NIOSH 1975 Dec:182-194
A simulated stress group method for evaluating recruits to the Cincinnati Police is described in detail, and studies evaluating the method are reviewed. The method has been used since 1962 and includes peer group evaluation and feedback on each other's motivation and qualifications for becoming a police officer and role- playing by pairs involving police-citizen situations such as a loitering scene, a situation involving police corruption and one involving a racist police officer.

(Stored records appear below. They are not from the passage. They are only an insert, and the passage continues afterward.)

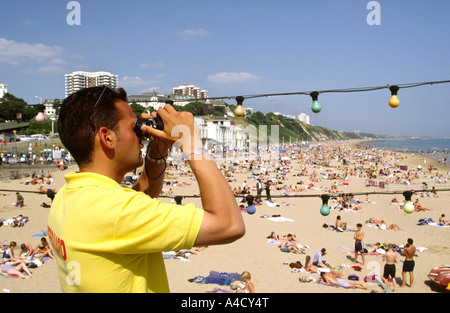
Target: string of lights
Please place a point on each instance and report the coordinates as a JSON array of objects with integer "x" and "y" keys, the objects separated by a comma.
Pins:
[
  {"x": 316, "y": 108},
  {"x": 408, "y": 206}
]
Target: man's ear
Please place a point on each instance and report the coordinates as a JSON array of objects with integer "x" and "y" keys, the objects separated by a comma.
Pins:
[{"x": 106, "y": 137}]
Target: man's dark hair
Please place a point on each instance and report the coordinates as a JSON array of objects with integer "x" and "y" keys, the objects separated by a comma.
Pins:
[{"x": 81, "y": 116}]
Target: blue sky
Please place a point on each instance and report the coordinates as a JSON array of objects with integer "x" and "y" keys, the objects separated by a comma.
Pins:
[{"x": 245, "y": 47}]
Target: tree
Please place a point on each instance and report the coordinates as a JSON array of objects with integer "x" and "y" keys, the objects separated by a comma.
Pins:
[{"x": 10, "y": 106}]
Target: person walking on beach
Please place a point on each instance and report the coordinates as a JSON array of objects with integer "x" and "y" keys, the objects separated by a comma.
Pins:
[
  {"x": 409, "y": 263},
  {"x": 19, "y": 200},
  {"x": 359, "y": 246},
  {"x": 108, "y": 238},
  {"x": 268, "y": 184},
  {"x": 258, "y": 190},
  {"x": 390, "y": 257}
]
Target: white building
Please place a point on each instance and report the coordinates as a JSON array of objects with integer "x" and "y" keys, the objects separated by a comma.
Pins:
[
  {"x": 79, "y": 80},
  {"x": 303, "y": 118},
  {"x": 49, "y": 110},
  {"x": 152, "y": 99},
  {"x": 3, "y": 90},
  {"x": 190, "y": 91}
]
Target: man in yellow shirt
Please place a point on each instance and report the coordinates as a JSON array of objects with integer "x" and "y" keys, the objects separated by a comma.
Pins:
[{"x": 108, "y": 238}]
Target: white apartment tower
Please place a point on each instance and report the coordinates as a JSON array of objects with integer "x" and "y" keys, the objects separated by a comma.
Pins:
[
  {"x": 79, "y": 80},
  {"x": 3, "y": 90},
  {"x": 190, "y": 90}
]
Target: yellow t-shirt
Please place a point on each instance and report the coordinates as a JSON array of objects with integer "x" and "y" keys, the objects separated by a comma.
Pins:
[{"x": 108, "y": 238}]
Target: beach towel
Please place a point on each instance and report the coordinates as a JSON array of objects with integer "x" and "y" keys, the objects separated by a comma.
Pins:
[
  {"x": 280, "y": 219},
  {"x": 218, "y": 278},
  {"x": 45, "y": 233},
  {"x": 219, "y": 290},
  {"x": 272, "y": 204},
  {"x": 322, "y": 283}
]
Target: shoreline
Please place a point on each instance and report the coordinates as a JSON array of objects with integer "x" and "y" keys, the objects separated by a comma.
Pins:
[{"x": 265, "y": 261}]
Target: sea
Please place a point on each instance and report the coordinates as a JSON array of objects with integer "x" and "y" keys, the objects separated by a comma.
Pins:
[{"x": 436, "y": 148}]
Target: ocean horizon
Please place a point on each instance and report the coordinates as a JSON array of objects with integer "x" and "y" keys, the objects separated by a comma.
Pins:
[{"x": 436, "y": 148}]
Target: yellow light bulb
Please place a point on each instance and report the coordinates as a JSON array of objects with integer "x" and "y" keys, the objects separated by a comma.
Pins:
[
  {"x": 394, "y": 102},
  {"x": 239, "y": 110}
]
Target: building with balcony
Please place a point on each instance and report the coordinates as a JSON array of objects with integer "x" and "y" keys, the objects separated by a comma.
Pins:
[
  {"x": 79, "y": 80},
  {"x": 3, "y": 90}
]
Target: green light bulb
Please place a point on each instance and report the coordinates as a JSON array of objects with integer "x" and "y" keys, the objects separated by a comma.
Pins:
[{"x": 316, "y": 108}]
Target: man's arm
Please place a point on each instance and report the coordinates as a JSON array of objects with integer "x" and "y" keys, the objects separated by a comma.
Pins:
[
  {"x": 222, "y": 221},
  {"x": 152, "y": 177}
]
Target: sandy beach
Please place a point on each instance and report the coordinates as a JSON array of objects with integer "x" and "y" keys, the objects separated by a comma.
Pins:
[{"x": 296, "y": 215}]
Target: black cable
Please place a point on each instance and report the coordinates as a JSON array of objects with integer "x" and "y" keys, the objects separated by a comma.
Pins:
[{"x": 356, "y": 89}]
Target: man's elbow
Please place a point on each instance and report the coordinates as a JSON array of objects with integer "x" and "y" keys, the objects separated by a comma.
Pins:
[{"x": 231, "y": 234}]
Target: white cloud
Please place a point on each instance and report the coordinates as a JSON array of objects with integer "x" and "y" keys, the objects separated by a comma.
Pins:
[
  {"x": 232, "y": 77},
  {"x": 190, "y": 33},
  {"x": 154, "y": 65},
  {"x": 16, "y": 53}
]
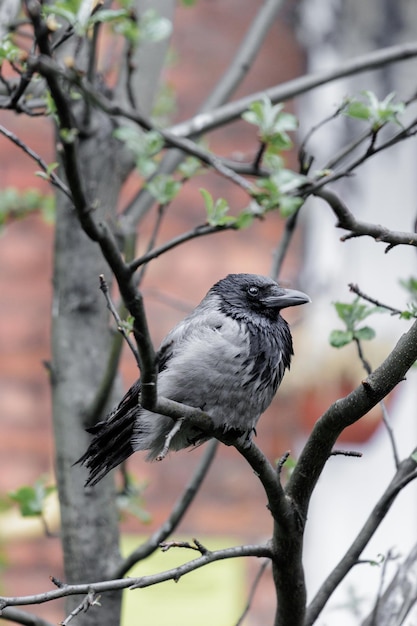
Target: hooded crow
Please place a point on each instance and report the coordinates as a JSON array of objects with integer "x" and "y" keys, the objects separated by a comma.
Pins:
[{"x": 226, "y": 358}]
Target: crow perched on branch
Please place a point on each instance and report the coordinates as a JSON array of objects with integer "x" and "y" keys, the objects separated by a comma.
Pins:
[{"x": 227, "y": 358}]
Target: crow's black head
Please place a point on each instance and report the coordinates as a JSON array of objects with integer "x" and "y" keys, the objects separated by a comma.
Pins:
[{"x": 243, "y": 294}]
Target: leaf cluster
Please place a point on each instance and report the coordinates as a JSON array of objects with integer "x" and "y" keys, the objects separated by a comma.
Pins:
[
  {"x": 15, "y": 204},
  {"x": 31, "y": 498},
  {"x": 376, "y": 112},
  {"x": 352, "y": 314}
]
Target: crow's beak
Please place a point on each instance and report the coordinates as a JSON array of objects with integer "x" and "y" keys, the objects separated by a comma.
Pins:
[{"x": 284, "y": 298}]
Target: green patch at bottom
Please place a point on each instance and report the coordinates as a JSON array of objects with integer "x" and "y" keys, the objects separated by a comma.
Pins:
[{"x": 213, "y": 594}]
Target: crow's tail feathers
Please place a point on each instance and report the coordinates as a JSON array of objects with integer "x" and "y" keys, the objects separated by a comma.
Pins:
[{"x": 112, "y": 439}]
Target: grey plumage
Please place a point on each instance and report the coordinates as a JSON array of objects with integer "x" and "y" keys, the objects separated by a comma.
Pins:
[{"x": 227, "y": 358}]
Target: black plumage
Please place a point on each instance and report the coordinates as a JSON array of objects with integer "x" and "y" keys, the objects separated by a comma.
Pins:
[{"x": 227, "y": 358}]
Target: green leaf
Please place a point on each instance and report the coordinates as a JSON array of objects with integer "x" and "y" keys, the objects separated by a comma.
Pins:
[
  {"x": 365, "y": 333},
  {"x": 31, "y": 500},
  {"x": 68, "y": 135},
  {"x": 109, "y": 15},
  {"x": 16, "y": 204},
  {"x": 9, "y": 51},
  {"x": 154, "y": 27},
  {"x": 340, "y": 338},
  {"x": 354, "y": 312},
  {"x": 410, "y": 285},
  {"x": 163, "y": 188},
  {"x": 272, "y": 122},
  {"x": 288, "y": 205},
  {"x": 376, "y": 112},
  {"x": 358, "y": 110},
  {"x": 190, "y": 167},
  {"x": 216, "y": 210},
  {"x": 143, "y": 145}
]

Recruits are evaluated by four observing psychologists with regard to intellectual effectiveness, personality characteristics, sensitivity to ethnic and social diversity, interpersonal relationships, motivation for police career, previous experience, community service orientation, a Minnesota Multiphasic Personality Inventory test and individual interview. A validation study of 122 patrolmen who had served from 1 to 9 years shows a small positive correlation between the method and success in a police academy and an efficiency job rating. Follow-up studies show that the method is highly predictive of performance in the police academy. The simulated stress group method is recommended for eliminating candidates vulnerable to stress and for aiding in training and diagnosis of maladaptive reaction to job stresses.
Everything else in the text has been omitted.